An organisation’s best strategy when deciding on the product offering is to segment the market into a group that will be called the target market. A mass market approach is simply too difficult and wasteful, whereas it is far more effective or efficient to focus all energies into a particular group with similar characteristics and needs. By doing so, an organisation can cater their business model to service this market and gain the most return.
Through target marketing, an organisation can offer a tailored effort to meet the specific demands of a small segment, and in doing so, satisfy customers without spreading resources too thin.
A segment can be divided by geography, demographics, psychographic/lifestyle and behavioural factors. Modern marketing focuses more on behavioural segmenting rather than geography. There are additional segments when it comes to B2B segmenting, dividing with operating variables (such as technology), purchasing behaviour, situational factors, size of operation, industry and organisational characteristics.
There are three major steps in target marketing:
(1) Segmentation: this is where the market is divided into partitions based on key characteristics and elements that are important to the organisation, such as age.
(2) Targeting: each partition is analysed based on how attractive, profitable and accessible they are and one or a combination are selected as the target market.
(3) Differentiation and Positioning: the organisation forms and executes a communication plan to advertise and promote the unique features and benefits of their product to the target market.

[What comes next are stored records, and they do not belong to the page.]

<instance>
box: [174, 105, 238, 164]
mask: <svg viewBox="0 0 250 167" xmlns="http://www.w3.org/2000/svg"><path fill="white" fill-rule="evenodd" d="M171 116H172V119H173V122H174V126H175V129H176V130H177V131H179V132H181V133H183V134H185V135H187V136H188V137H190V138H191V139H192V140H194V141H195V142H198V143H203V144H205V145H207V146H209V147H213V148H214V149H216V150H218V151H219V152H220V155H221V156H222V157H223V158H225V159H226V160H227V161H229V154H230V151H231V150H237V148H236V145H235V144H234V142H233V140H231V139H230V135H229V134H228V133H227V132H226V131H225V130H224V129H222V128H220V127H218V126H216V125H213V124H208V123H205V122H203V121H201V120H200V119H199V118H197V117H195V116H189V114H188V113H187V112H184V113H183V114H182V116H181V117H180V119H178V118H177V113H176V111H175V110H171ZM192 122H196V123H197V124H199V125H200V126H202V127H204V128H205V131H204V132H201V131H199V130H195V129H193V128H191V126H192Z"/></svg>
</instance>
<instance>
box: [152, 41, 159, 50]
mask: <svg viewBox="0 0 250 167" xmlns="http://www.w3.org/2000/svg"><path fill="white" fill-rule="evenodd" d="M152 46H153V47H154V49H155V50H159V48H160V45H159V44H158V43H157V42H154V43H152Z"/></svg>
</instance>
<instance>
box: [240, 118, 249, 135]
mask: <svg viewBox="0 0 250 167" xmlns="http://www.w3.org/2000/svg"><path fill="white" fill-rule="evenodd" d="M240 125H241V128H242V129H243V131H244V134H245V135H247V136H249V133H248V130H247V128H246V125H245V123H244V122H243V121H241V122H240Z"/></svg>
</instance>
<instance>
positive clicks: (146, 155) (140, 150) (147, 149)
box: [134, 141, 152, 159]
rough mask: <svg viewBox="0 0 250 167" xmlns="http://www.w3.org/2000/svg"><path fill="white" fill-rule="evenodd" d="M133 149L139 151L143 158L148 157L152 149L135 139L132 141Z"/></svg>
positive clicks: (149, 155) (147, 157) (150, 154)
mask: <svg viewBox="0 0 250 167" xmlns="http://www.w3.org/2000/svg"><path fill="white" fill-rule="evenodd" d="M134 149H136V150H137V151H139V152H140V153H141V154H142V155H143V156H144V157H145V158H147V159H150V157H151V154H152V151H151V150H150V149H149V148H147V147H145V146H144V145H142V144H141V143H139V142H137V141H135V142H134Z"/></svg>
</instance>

An organisation can segment based on however they see fit, however an effective segment has the following characteristics:
(1) Measureable: easy to quantify for research and results
(2) Substantial: enough to provide profits and sufficient opportunities
(3) Accessible: low in obstacles to reach
(4) Differentiable: distinguishable enough from other segments
(5) Actionable: strategies are able to be formulated to take advantage of the segment correctly
(6) Predictable: their behaviour is not sporadic or unmanageable.
Choosing A Segment
Analysing segments to select one can be done in two main ways:
(1) Top-down, which is start with the organisation and its capabilities and working out how to make the segment match.
(2) Bottom-up is analysing the segment and fitting the organisation to the segment.
Basically put, if a segment is highly attractive and the organisation has the strength to enter it, then it is a good segment. However if the segment looks poor and the organisation is not capable, avoid at all costs. The areas in the middle are questionable.
In a segment, an organisation must position their product to how they want their consumers to view it. However, ultimately, it is up to the customers to decide their feelings toward the brand based on all experienced stimuli from the market.
A good marketing strategy will ensure the positioning is favourable and profitable for the organisation, as customers view the product as desirable based on their characteristics.
Changing a position is risky and tricky as positioning can become well ingrained. It could ruin or improve a product or brand’s image. This is one some brands use a ‘flank’ strategy, creating a sub or related brand in the same market with a different positioning, such as Toyota and Lexus in the car market.
To choose a positioning strategy, an organisation must identify the competitive advantages their product and organisation, select the most desirable attribute from the viewpoint of the customers and then communicate this effectively with the target market.
A competitive advantage is a feature, attribute, brand or other factor that gives one product offering something more favourable than all of its competitors in the market. This can be through product differentiation (eg: greater performance, or design), service differentiation (eg: better training or delivery), image differentiation (more desirable branding or events) or personnel differentiation (superior skills and training).
The correct competitive advantages must be chosen to create a unique selling proposition tailored for your target market. The criteria for deciding which differences to promote depend on how important, communicable, superior, distinctive, profitable, affordable and pre-emptive these differences are to the target market.